Article first published as Monks, Friars and Herbs on Blogcritics.
“Nature in our region is God blessed. When we are collecting flowers and leaves, when digging for roots and peeling bark, we’re also considering not causing destruction, but only taking a little bit from the nature, just what we need. We gather only as much as we’ll use in one year. When using these herbs we need to be meticulous and patient; healing comes slowly, but when it comes it is thorough,” are the words of Cistercian monk Simon Ašič (pronounced /See-mon Ash-itch/), who dedicated his life to herbal medicine.
Motivation for research
When writing a blog about cappuccino I came across a reference to a monk. It attracted my attention, so I started researching and I found so many references to different monk orders and their contributions to modern society. My previous blog was about trappist beers, which can be also attributed to monks. When reading about Trappist monks I found information about different orders. Today’s blog will be a fair mixture of history, achievements and legacy.
Herbalism and Hollywood
In the movie Medicine Man Sean Connery finds a cure for cancer coming from a plant. Another, perhaps a bit less known movie, about plant medicine is Juliette of the Herbs telling the story of Juliette de Bairacli Levy and her search of herbal wisdom. In order not to stray away from monastery walls too much I have to mention brother Cadfael, a monk with a difference. He’s an herbalist and a gardener with an interesting hobby – solving crimes and mysteries in the old Norman England.

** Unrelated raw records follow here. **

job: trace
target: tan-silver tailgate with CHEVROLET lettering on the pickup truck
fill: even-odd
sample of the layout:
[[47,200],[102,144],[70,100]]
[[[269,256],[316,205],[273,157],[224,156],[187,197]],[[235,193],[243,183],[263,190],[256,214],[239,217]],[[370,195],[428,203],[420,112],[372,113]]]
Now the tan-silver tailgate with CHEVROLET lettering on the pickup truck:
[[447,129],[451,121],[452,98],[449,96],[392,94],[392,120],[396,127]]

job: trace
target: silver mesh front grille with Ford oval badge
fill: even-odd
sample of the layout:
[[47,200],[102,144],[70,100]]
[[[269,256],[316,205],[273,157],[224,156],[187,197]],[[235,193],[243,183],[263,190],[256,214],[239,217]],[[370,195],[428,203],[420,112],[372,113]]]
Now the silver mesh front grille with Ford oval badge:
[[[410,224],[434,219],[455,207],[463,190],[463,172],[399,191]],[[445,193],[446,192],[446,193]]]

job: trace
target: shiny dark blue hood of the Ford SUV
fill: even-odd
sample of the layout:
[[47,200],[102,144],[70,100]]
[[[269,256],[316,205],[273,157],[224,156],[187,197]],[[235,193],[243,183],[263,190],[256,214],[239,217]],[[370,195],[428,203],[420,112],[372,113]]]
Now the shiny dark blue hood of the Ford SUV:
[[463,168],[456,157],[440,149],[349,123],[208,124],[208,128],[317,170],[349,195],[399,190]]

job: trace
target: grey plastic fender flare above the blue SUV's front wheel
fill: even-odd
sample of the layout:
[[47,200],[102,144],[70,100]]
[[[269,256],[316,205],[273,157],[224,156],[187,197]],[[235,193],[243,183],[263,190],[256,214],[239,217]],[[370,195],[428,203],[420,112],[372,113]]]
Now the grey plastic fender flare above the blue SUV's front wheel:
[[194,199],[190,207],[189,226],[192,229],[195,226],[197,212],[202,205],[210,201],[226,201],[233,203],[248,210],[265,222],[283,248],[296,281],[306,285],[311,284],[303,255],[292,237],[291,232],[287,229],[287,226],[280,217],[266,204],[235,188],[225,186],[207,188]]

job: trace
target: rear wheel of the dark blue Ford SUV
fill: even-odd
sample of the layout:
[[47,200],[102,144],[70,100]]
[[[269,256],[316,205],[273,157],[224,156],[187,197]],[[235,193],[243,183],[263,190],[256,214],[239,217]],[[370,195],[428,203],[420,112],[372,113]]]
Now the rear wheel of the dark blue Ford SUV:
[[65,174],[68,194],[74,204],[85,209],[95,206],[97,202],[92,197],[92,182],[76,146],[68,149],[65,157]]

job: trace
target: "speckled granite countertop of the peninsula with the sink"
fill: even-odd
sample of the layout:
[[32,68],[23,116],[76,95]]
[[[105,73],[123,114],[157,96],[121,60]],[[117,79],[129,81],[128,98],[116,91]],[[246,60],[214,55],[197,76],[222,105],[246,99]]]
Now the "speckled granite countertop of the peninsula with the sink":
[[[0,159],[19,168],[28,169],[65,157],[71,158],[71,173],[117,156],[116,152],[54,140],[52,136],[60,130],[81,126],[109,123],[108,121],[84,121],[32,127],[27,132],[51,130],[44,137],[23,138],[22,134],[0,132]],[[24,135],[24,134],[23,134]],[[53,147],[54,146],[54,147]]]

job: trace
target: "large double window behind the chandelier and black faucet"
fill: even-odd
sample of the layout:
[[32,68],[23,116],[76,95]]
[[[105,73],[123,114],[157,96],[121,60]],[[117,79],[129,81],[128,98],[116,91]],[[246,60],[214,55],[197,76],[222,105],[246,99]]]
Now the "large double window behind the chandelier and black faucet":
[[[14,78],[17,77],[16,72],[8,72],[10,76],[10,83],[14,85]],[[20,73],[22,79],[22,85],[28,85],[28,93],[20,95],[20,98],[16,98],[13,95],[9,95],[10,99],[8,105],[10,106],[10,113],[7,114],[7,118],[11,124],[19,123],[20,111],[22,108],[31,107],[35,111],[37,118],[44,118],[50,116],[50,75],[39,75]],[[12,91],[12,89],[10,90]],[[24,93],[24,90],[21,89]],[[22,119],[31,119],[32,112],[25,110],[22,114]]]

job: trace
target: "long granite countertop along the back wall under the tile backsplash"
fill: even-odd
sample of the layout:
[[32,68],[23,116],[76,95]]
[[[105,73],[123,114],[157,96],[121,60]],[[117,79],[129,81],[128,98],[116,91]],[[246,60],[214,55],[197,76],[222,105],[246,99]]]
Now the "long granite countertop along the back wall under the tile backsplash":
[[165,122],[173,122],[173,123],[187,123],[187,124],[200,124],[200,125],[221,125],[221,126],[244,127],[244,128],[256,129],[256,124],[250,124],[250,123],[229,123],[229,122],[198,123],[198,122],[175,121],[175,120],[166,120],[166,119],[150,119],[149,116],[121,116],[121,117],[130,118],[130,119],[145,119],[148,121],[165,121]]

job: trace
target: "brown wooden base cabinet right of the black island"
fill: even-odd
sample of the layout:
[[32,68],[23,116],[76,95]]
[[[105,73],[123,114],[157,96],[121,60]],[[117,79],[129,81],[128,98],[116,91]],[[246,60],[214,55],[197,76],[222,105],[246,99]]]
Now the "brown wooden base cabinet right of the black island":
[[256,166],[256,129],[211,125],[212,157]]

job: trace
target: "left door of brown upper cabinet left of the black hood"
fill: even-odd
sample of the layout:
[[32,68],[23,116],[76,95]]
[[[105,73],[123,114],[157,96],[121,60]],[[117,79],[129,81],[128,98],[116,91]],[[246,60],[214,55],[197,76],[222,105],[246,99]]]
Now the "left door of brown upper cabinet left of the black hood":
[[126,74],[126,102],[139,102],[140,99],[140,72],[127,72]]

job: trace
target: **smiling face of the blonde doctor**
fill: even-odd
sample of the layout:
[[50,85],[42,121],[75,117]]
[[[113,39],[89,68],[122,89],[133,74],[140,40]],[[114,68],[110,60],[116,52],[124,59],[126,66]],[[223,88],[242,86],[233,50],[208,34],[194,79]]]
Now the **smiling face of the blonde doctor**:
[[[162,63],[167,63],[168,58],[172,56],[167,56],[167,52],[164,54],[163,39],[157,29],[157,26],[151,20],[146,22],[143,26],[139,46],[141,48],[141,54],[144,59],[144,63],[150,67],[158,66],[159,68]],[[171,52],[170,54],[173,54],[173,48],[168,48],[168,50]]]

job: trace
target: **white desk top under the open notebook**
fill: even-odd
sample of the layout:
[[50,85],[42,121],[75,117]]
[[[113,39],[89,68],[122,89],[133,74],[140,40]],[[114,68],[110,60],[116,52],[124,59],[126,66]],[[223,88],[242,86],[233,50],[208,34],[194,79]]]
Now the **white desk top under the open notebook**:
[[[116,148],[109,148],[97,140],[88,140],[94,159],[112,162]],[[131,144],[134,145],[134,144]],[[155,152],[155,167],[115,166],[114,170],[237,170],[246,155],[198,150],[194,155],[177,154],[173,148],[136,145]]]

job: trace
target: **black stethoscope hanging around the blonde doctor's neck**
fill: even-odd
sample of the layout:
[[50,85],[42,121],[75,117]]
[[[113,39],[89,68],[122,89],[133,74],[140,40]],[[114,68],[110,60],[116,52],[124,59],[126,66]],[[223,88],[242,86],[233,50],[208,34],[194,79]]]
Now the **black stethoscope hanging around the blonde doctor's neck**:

Medicine men, witch doctors, charlatans
Originally pharmacology was about studying poisons (drugs). It’s the study of the interactions between an organism and chemicals. First major studies in the field were conducted only in mid-19th century.
What about earlier? How were people healed? “Doctors” were using natural substances, mainly plant extracts. Scientists worth mentioning here are Hippocrates, Abu ‘Ali al-Husayn ibn ‘Abd Allah ibn Sina, commonly known as Ibn Sina or by his Latinized name Avicenna, and Paracelsus.
Hippocrates is an undisputable father of medicine as his contributions are considered the first milestone in practice of modern medicine. Avicenna wrote among other things about introduction of quarantine, experimental medicine, and even clinical trials. Another milestone was the idea of a syndrome when diagnosing diseases. Paracelsus has introduced chemicals and minerals to healing diseases. He concluded that diseases were caused by poisons. He is nicknamed the father of toxicology, because of his famous quote: “All things are poison, and nothing is without poison; only the dose permits something not to be poisonous.” Or in simple words: “The dose makes the poison.”
At this point I cannot omit the most famous druid, Getafix. He is the one responsible for the most powerful concoction that makes Asterix and Obelix who they are, the bravest Gallic warriors of all times, fear in the bones of every Roman legionary.
In modern medicine the power of herbal medicine is still understated. I would say that most of the knowledge accumulated over centuries, or even millennia, is latent, dormant, or even lost to some extent. This reminds me of the world in 1950s. There are many cities where trams were replaced by buses. The move was sponsored by major car companies who wanted their buses to rule the streets. Now, when we are realizing the pollution the diesel buses are causing, the environmentally friendly electrical powered trams are returning.
Nowadays you can find herbal supplements in every pharmacy. But the natural medicine has been side-tracked in favour of pharmaceutical giants who are acting as mid-20th century car companies. On the other hand it might be wise to some extent that not everybody is collecting plants, as we tend to destroy the natural equilibrium with our modern day approach of grabbing everything and stockpiling stuff, even if we don’t need it. Maybe the forests are better off, if only the lone medicine men are wandering around and collecting flowers, buds and chasing butterflies.
I have a sort of negative attitude towards taking medicine in the form of pills, capsules, sprays, and drops, only administering them when I really have to. Drinking tea many times per day is my answer to ancient wisdom combined with the knowledge of modern medicine. Tea has many positive effects on health and wellbeing in general. Maybe replacing a cup of coffee here and there with a cup of tea will brighten your day.
I would like to close my today’s flow of thoughts the same way as I started it – with a quote.
Drinking a daily cup of tea will surely starve the apothecary.